A fundamental principle of parallel computing is that by subdividing a computation across P processors, one can realize a P-fold reduction in time to solution. For example, a simulation that uses a billion particles or gridpoints can be distributed across two compute nodes and run in half the time – for essentially the same energy – compared with running on just a single node.
“Since clock rates are not longer increasing, this multiplicative effect of parallel computing is the only mechanism we have for increasing the speed of calculations by factors of thousands,” said Misun Min, a computational scientist in Argonne’s Mathematics and Computer Science Division.
Motivated by the importance of this situation as computers approach the exascale era, Min and her colleagues at the University of Illinois in Urbana-Champaign and Washington University explored two critical questions: How far can a given problem scale, and what needs to be done to ensure continued performance gains on high-performance computing (HPC) platforms.
The researchers noted that even though most HPC centers encourage submission of large jobs, most applications do not use the entire machine. They further noted that the reason usually given is that performance efficiency drops.
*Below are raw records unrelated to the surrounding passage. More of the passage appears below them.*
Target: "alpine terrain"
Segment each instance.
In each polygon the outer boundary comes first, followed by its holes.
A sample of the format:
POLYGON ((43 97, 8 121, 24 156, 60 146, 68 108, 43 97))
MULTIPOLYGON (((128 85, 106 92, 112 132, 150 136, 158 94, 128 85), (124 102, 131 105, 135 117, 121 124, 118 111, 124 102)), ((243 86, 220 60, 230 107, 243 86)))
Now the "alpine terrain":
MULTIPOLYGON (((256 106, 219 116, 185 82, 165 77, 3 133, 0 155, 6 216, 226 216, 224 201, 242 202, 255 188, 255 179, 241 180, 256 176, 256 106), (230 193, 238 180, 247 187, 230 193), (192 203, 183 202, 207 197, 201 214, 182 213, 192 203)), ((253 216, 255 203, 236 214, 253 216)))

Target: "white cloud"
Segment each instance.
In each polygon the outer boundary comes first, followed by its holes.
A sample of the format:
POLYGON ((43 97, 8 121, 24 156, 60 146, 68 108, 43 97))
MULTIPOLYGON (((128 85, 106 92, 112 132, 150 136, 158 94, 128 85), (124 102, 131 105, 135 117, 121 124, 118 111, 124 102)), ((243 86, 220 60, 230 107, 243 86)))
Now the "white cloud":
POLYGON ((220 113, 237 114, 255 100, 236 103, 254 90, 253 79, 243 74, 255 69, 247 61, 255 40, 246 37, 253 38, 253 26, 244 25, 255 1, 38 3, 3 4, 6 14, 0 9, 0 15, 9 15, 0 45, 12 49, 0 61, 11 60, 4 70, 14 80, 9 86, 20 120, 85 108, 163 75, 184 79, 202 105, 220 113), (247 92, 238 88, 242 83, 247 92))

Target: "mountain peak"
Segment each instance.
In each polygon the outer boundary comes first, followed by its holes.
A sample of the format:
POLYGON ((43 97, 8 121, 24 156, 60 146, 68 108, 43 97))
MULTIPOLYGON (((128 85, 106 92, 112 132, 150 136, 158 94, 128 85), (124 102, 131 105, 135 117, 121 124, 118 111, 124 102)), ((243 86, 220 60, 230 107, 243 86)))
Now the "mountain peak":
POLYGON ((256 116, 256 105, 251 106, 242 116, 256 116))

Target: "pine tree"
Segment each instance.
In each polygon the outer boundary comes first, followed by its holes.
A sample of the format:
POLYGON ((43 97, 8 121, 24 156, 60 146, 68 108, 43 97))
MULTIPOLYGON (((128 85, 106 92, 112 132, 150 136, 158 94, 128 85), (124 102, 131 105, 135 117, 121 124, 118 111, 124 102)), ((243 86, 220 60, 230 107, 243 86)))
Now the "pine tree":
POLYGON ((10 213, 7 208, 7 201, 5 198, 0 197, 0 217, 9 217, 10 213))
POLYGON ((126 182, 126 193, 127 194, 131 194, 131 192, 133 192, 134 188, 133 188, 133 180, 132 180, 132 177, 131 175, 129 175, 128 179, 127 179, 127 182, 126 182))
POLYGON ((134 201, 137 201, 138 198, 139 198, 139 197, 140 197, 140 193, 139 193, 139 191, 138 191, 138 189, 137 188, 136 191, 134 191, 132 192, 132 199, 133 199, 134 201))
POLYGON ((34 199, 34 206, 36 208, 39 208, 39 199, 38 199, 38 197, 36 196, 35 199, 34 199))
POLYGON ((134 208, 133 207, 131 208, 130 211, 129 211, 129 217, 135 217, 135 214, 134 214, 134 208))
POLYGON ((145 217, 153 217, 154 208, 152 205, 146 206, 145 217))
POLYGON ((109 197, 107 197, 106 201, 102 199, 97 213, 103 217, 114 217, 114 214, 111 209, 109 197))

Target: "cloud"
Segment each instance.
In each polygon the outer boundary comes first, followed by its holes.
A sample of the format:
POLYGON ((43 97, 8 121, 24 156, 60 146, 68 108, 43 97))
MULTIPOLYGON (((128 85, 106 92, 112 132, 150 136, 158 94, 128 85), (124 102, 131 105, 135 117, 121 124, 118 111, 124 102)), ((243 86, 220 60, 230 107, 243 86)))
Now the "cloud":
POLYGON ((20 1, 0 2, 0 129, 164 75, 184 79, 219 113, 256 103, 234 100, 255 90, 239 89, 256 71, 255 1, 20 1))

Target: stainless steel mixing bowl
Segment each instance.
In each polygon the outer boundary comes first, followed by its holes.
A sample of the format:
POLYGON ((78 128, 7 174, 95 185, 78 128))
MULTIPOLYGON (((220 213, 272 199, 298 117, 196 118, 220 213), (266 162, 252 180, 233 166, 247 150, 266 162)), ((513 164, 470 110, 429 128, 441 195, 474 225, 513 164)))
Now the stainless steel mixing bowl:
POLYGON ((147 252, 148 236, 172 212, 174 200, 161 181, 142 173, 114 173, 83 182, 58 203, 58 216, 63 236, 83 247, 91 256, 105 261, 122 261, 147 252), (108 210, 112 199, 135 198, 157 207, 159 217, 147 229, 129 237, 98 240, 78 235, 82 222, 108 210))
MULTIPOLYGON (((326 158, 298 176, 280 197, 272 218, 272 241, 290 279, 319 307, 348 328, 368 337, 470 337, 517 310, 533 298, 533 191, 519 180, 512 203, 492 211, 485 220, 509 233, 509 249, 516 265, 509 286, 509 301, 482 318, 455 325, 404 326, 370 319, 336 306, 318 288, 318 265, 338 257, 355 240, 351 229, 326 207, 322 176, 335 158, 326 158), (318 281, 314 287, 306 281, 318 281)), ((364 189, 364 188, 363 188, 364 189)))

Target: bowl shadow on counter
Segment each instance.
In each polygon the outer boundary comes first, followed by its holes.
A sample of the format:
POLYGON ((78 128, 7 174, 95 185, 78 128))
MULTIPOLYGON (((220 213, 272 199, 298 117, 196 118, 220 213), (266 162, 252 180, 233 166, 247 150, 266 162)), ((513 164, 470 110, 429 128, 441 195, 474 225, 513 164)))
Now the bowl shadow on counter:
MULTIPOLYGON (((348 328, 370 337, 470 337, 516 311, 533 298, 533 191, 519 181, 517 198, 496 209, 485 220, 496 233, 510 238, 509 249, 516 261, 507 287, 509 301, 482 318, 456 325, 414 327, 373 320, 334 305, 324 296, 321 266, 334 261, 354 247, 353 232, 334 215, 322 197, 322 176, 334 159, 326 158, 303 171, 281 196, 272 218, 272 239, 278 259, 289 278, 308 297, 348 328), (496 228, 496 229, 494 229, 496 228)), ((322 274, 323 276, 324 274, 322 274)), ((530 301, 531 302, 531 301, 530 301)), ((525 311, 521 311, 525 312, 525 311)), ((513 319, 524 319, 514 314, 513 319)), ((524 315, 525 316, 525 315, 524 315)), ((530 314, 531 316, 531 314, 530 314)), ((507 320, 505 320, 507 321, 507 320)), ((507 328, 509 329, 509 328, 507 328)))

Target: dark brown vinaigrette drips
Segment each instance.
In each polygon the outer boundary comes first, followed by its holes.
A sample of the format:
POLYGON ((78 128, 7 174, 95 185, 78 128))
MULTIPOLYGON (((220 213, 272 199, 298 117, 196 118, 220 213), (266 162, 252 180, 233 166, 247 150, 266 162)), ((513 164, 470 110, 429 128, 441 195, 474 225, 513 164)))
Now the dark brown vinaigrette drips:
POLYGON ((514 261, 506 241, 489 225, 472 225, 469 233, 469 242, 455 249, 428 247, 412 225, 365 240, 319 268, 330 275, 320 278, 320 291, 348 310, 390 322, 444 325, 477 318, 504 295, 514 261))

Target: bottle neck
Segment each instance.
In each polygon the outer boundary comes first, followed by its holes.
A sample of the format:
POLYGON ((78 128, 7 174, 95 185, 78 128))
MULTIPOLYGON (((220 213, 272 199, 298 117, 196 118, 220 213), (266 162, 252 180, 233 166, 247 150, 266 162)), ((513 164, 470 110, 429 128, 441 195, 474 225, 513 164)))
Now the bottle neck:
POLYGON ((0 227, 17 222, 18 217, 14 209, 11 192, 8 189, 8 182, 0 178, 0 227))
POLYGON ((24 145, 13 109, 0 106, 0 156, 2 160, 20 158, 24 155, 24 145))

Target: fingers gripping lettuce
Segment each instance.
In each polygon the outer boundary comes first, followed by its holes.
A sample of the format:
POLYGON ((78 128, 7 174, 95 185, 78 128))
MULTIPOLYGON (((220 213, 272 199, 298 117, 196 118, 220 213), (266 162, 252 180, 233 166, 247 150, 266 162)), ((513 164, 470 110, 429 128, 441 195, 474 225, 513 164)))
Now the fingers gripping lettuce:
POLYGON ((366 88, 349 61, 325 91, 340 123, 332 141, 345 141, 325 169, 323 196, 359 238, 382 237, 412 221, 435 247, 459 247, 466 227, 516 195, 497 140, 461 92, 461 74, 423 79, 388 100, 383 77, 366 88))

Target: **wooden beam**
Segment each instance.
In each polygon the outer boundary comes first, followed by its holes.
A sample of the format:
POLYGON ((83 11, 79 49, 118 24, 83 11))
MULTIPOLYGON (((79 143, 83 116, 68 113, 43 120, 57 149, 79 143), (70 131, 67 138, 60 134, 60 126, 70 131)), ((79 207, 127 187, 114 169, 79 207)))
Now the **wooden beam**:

“Our objective, then, was to quantify the causes of this performance drop-off and to identify potential mitigation strategies,” said Min.
To this end, the team analyzed the scaling performance of two Argonne-developed production codes, Nek5000 and NekCEM, on multi-CPU configurations such as the Cray XK7 and Blue Gene/Q. Focusing on Poisson’s equation – a partial differential equation widely found in theoretical and applied physics and engineering problems – they considered three iterative solution strategies: Jacobi iteration, conjugate gradient iteration, and geometric multigrid. The results identify and quantify several bottlenecks that limit strong scaling for these classes of solvers.
The researchers note that several factors can affect the models’ scalability dramatically. For example, a discontinuous Galerkin formulation (in which the solution is continuous in each element but discontinuous across elements) has a distinct advantage in that each element communicates with at most 6 neighbors, compared with 26 or more for a continuous Galerkin formulation (in which the discretization is based on function values at the nodes and is continuous across elements).
The researchers also investigated the scalability potential of graphical processing units (GPUs). These are becoming increasingly popular in HPC systems and are candidate node architectures for extreme-scale platforms as well. GPUs consist of hundreds to thousands of cores designed to handle multiple tasks independently. A key issue with multi-GPUs, then, is the number of tasks required in order to realize top node performance. The results of the team’s experiments using the electromagnetics code NekCEM show strong scalability for CPU-based simulations down to the limit of one spectral element per core, whereas multi-GPU simulations meet a strong-scale limit arising from the fall-off of single node performance.
What can we conclude about algorithm and architecture performance characteristics and their impact on scalability? Paul Fischer, a professor at UIUC, answered this question by stating: “One startling calculation showed that scalable solution strategies for a computational fluid dynamics simulation at exascale would require about 17 trillion gridpoints to make effective use of the entire machine. Based on this and similar results, we recommend that future development work focuses on high performance for reduced problem sizes on each node. Such an approach will be essential for strong scaling and reduced turn-around time.”
This work appeared in an invited paper titled “Scaling Limits for PDE-Based Simulation,” by P. F. Fisher, K. Heisey, and M. Min, presented at the 22nd American Institute of Aeronautics and Astronautics Computational Fluid Dynamics Conference.